Mientras daba la vuelta a la llave, Emily echó una mirada a la otra puerta que acababa de dejar y, al observar los rayos de la lámpara que atravesaban la pequeña abertura, confirmó que Annette seguía allí. Pero su situación remota servía de poco para tranquilizar a Emily después de que dejara la terraza. Cuando Bamardine abrió la puerta, el desolado aspecto del pasadizo que había más allá, iluminado por una antorcha que ardía en el suelo, hizo que temblara ante la idea de seguir sola tras él y se negó a hacerlo a menos de que Annette la acompañara. La respuesta de Bamardine fue rechazarlo absolutamente, y Emily, enfrentada por su preocupación y curiosidad por la situación de su tía, acabó por decidirse a seguirle sola hacia la entrada.
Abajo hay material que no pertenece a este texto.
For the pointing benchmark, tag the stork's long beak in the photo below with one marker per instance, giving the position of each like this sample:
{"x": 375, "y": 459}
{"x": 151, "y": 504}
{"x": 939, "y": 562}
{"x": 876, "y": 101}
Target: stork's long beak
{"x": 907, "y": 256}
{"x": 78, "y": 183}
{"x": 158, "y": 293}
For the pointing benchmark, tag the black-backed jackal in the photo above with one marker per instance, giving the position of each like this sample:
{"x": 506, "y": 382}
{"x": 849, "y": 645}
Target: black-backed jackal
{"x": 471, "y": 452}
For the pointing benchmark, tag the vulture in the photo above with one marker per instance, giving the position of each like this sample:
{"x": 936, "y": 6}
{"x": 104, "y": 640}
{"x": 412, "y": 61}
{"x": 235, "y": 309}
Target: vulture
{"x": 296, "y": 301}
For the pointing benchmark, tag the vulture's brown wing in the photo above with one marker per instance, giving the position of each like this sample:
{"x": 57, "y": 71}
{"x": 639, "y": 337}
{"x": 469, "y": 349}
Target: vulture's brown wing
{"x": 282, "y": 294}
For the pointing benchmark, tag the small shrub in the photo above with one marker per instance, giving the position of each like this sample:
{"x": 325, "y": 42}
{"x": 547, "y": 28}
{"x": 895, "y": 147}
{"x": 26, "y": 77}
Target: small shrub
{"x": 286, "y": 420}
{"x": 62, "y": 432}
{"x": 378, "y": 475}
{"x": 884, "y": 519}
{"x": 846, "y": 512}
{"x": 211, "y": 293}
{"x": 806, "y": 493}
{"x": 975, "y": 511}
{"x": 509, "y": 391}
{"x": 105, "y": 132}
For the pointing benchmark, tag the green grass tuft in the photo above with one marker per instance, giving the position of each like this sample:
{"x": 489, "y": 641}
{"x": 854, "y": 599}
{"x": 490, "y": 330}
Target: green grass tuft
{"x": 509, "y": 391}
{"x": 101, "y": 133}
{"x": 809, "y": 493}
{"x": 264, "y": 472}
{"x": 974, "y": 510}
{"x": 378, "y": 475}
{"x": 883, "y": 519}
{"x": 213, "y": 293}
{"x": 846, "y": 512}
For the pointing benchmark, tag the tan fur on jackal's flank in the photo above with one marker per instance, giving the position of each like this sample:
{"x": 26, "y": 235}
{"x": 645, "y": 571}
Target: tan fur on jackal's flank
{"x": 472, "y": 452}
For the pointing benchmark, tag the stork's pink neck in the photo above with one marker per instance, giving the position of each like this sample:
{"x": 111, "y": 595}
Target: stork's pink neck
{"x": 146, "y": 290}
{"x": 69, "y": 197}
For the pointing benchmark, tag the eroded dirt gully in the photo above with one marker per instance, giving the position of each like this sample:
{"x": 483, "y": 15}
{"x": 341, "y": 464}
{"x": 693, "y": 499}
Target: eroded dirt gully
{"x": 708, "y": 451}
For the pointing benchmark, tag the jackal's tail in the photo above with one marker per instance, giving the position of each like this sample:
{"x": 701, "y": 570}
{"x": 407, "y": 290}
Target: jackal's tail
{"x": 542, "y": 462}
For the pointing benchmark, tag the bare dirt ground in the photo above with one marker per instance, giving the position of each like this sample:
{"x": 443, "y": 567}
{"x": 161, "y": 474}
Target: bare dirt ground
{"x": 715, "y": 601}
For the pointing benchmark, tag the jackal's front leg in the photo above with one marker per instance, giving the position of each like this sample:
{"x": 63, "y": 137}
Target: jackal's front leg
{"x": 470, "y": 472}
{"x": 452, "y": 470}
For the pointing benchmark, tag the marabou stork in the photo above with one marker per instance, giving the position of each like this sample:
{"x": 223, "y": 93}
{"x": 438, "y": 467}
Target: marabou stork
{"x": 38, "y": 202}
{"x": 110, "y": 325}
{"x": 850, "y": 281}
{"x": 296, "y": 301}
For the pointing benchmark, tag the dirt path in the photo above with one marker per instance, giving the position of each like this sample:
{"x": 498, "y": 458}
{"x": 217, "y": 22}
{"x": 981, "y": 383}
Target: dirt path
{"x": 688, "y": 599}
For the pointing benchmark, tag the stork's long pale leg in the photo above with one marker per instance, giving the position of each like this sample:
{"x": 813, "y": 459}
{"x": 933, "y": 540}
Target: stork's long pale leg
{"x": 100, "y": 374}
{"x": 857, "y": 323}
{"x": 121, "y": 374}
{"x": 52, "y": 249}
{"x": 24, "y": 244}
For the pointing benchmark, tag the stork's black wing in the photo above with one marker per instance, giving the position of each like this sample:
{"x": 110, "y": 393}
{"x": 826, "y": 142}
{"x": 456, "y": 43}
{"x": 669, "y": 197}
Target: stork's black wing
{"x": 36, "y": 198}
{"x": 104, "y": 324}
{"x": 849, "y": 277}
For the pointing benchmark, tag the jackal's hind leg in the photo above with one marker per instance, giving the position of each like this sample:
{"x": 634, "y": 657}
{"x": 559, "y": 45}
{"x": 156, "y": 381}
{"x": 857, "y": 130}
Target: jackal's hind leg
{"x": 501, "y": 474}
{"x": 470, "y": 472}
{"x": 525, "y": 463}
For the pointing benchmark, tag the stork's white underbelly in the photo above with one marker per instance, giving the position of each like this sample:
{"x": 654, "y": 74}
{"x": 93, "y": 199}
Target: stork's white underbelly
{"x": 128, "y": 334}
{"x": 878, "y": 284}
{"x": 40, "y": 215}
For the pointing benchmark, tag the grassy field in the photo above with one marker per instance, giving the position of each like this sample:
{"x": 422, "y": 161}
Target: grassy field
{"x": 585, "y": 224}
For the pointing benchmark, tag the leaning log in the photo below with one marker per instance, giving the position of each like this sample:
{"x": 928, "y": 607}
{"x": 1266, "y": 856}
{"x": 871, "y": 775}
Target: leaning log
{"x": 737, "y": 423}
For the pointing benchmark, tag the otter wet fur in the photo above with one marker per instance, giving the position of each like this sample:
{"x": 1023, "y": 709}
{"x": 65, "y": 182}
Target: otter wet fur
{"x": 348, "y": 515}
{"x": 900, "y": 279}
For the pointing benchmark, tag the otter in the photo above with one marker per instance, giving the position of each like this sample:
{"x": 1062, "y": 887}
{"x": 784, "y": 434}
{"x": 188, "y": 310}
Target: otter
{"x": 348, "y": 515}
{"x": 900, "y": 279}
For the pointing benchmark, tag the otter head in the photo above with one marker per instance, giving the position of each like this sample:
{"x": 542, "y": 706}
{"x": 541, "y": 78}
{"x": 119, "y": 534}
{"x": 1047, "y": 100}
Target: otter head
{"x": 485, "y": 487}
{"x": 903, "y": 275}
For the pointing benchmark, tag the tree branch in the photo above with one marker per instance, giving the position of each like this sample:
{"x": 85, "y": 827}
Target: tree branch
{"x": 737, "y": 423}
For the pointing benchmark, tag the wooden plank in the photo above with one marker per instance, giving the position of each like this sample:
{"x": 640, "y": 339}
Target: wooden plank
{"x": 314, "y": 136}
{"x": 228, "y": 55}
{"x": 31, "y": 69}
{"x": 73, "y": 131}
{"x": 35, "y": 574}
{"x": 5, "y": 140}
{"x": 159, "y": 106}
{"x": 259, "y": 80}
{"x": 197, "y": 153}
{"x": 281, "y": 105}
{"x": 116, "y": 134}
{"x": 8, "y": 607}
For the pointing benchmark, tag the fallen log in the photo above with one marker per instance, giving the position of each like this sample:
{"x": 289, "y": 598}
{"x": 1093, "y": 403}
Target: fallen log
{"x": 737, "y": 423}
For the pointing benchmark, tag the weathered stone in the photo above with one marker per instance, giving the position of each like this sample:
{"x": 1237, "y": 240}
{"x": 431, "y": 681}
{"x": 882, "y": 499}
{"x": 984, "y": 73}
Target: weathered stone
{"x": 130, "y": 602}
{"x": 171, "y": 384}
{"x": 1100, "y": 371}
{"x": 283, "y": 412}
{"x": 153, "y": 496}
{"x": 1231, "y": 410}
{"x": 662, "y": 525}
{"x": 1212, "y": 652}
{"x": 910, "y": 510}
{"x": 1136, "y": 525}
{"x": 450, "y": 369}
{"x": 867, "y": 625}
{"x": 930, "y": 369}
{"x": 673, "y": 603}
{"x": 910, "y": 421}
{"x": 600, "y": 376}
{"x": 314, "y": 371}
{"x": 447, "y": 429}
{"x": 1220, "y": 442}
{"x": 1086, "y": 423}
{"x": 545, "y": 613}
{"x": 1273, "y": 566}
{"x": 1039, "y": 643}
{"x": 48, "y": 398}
Bamardine cogió entonces la antorcha y la condujo por el pasadizo en cuya extremidad tuvo que abrir otra puerta, tras la que descendieron unos cuantos escalones y entraron en una capilla. Según la iluminaba Bamardine con la antorcha, Emily comprobó que estaba en ruinas, y recordó de inmediato una conversación anterior con Annette relativa a aquel lugar con una emoción poco confortante. Miró temerosa hacia los muros casi sin techo, cubiertos de verde por la humedad, y los puntos góticos de las ventanas, en la que la hiedra hacía tiempo que cubría el lugar del cristal y se extendía por los capiteles rotos de algunas columnas, que en otro tiempo habían soportado el techo. Bamardine tropezó en el pavimento roto, y su voz al exclamar un juramento inesperado, resonó con los ecos sombríos que hacían todo más terrorífico. A Emily le dio un vuelco el corazón, pero le siguió y él se volvió hacia lo que había sido uno de los lados principales del crucero de la capilla.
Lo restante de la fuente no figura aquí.